I'm running Opsview Atom 5.2 on Ubuntu 16.04 server (virtualized) (after upgrade from 5.0 & 5.1)

unfortunately can't get opsview-monit up and running:

I get following errors:

1) email messages:

PROBLEM: Opsview Watchdog Process is CRITICAL on host Hyp1Mgmt_opsview
Service: Opsview Watchdog Process
Host: Hyp1Mgmt_opsview
Alias: Opsview Master Server
Address: localhost
Host Group Hierarchy: Opsview > Monitoring Servers
State: CRITICAL
Date & Time: Sat Dec 24 05:38:10 CET 2016
Keywords: opsview-components

Additional Information:

PROCS CRITICAL: 0 processes with UID = 0 (root), command name 'opsview-monit'

2) summary output from opsview-monit attached

myserver@myserver:~$ sudo /opt/opsview/watchdog/bin/opsview-monit summary
Monit: the monit daemon is not running

myserver@myserver:~$ sudo /opt/opsview/watchdog/bin/opsview-monit validate
'opsviewnfd' process is not running
'opsviewnfd' trying to restart
'opsviewnfd' start: /usr/bin/sudo
myserver@myserver:~$

myserver@myserver:/var/log/opsview$ sudo /opt/opsview/watchdog/bin/opsview-monit validate
'opsviewnfd' process is not running
'opsviewnfd' trying to restart
'opsviewnfd' start: /usr/bin/sudo
myserver@myserver:/var/log/opsview$

 

Running

sudo /opt/opsview/watchdog/bin/opsview-monit restart all

does not help either

 

I tried already the following troubleshooting part in opsview guide:

https://knowledge.opsview.com/articles/opsview-monitor-501/37-troublesho...

root@ov-author:~# /opt/opsview/watchdog/bin/opsview-monit summary
Status not available -- the monit daemon is not running

pkill -u opsview
pkill -u nagios
service opsview-watchdog start
/opt/opsview/watchdog/bin/opsview-monit start all

But still no success

Did anybody ancounter similar issues?

Any best practice for Ubuntu 16.04 (mybe also in conjunction with systemd migration )

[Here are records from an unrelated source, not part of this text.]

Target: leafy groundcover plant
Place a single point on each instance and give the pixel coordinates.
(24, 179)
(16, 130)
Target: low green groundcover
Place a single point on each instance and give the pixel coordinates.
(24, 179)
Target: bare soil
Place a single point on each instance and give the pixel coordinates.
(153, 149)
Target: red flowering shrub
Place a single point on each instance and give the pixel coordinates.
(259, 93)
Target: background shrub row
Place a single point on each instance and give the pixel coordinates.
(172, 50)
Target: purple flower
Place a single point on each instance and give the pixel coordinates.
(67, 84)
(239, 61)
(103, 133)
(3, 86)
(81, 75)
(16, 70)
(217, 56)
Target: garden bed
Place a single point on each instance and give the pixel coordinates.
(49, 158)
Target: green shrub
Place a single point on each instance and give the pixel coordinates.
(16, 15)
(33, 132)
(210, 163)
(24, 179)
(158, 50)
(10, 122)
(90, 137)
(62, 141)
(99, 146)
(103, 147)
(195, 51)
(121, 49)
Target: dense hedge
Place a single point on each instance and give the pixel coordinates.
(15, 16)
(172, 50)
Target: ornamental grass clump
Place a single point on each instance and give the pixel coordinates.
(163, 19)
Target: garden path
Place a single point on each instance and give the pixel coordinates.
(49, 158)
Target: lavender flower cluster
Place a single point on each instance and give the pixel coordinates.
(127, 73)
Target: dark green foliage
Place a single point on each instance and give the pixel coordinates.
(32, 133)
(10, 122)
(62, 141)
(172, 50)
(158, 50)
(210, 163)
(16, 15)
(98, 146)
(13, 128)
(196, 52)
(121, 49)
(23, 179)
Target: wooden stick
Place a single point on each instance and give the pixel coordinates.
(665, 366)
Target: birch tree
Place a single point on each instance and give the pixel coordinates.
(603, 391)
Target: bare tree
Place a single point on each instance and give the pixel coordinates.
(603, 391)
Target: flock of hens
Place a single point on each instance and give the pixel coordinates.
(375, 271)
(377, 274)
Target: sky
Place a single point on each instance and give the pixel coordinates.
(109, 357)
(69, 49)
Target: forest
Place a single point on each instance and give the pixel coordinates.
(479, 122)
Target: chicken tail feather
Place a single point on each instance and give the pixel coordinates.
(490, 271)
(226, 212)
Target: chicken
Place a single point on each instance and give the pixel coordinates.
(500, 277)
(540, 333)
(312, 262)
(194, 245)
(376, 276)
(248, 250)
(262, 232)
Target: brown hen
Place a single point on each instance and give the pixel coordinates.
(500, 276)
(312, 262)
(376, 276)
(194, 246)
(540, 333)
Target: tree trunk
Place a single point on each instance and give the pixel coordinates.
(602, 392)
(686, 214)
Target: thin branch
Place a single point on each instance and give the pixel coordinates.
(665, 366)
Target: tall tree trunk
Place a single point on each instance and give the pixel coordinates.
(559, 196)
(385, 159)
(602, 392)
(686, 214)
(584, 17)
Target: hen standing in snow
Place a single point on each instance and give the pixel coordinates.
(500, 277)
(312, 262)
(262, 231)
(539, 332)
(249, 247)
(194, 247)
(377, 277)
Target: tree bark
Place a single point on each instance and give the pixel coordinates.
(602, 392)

Best regards and thanks for comments

 

Duncan Ferguson
dferguson's picture
What happens when you run '

What happens when you run '/etc/init.d/opsview-monit start' as root, or what errors did you get when you ran 'service opsview-watchdog start' as root?

This starts the opsview-monit daemon that the /opt/opsview/watchdog/bin/opsview-monit script interacts with.

  Duncs

Josef Rieder
JosefRieder's picture
opsview service not available any more

After Reboot opsview is not starting at all

/etc/init.d/opsview-monit is not available
also no systemd entry is available for any opsview

These files might have been somehow not available any more after upgrade to Ubuntu 16.04 (as there was also an upgrade to systemd within this release - this is just my guess now)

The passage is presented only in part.